AI agents leak secrets via zero-click link preview attacks

This story is a reminder that as we move from chatbots to fully agentic systems, the attack surface explodes in unexpected ways. Here, the AI itself isn’t ‘hacked’ in a traditional sense; the mere act of an agent posting a maliciously crafted URL into a Slack or Teams channel is enough to cause secrets to leak via link previews, with zero user interaction. That’s exactly the kind of brittle emergent behavior you see when you wire LLM agents into legacy systems that were never designed with them in mind.([theregister.com](https://www.theregister.com/2026/02/10/ai_agents_messaging_apps_data_leak/))

Strategically, this creates friction for the emerging vision of “agents that do work for you” inside enterprise messaging. If CISOs conclude that every agent integration silently circumvents network and data loss controls, they will throttle deployments or demand much heavier sandboxing and policy engines.
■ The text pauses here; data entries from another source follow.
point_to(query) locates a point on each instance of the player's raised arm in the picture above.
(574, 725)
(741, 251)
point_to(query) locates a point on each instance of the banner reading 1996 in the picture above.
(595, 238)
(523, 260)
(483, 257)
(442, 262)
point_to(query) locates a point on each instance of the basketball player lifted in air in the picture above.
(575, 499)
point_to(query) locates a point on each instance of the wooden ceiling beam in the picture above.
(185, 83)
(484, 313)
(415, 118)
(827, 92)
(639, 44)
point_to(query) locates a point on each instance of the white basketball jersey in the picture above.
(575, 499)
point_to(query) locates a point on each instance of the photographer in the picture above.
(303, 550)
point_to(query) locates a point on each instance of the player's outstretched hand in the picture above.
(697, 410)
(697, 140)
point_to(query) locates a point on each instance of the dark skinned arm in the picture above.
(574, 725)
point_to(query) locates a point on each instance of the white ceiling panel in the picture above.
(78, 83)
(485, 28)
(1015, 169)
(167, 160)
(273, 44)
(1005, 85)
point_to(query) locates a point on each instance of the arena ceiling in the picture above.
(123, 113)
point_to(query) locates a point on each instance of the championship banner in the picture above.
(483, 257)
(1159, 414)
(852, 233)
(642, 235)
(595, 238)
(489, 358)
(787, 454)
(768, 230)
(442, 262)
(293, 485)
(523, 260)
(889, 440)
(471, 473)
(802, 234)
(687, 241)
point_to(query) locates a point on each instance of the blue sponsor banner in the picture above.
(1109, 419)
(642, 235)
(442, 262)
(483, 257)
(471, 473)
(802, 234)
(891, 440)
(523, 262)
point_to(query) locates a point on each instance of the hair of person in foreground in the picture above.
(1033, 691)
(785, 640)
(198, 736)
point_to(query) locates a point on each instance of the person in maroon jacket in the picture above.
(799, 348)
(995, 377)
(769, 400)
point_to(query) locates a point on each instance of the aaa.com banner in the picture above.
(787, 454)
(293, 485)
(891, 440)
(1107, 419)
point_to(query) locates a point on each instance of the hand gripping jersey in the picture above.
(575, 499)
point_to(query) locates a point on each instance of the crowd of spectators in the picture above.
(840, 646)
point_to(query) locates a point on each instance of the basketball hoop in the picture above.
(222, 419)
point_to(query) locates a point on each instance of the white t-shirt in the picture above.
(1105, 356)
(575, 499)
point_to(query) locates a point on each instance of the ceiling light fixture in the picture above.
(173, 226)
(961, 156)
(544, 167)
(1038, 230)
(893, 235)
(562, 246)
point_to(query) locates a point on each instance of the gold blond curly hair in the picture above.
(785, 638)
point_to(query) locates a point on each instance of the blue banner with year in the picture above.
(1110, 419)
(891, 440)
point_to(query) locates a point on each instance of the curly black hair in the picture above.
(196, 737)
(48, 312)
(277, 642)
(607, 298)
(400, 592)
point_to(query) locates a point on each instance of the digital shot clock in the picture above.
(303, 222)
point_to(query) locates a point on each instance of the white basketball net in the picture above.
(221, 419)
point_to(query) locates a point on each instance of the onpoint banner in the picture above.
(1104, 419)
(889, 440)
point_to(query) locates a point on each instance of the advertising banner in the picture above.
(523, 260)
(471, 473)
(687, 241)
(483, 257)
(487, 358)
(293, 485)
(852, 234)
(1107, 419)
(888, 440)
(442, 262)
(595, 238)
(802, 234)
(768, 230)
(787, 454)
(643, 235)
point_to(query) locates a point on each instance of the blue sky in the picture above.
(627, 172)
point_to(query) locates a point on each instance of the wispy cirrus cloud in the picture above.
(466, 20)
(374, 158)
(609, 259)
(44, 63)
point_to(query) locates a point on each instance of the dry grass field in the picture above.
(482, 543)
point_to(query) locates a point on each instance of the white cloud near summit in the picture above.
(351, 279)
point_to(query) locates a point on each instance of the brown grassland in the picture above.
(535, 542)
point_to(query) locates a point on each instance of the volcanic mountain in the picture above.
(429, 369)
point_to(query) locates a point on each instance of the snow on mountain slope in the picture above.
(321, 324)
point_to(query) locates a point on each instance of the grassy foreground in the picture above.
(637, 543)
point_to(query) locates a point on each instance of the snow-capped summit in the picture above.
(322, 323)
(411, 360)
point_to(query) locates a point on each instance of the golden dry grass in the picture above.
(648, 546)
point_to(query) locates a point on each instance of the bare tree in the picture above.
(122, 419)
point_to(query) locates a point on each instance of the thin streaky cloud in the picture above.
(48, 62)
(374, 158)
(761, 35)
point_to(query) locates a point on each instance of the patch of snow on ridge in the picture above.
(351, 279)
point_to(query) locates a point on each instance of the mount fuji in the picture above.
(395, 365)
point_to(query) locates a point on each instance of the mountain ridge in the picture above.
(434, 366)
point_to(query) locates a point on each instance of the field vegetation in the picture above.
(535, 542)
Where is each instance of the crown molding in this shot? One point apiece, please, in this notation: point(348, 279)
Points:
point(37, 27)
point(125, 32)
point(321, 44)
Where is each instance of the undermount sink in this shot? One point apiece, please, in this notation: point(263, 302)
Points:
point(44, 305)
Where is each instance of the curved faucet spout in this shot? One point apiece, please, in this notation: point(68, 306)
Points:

That doesn’t stop AGI research, but it slows the operationalization of agentic systems in high‑value corporate environments.

Longer term, this kind of exploit will push infra vendors and AI platforms toward explicit “LLM‑safe” modes—agent‑aware link preview APIs, stricter URL sanitization, and richer policy languages about where agents can send which data. The labs that want their agents to be trusted co‑workers, not unintentional exfiltration bots, will have to absorb this security mindset into their product roadmaps.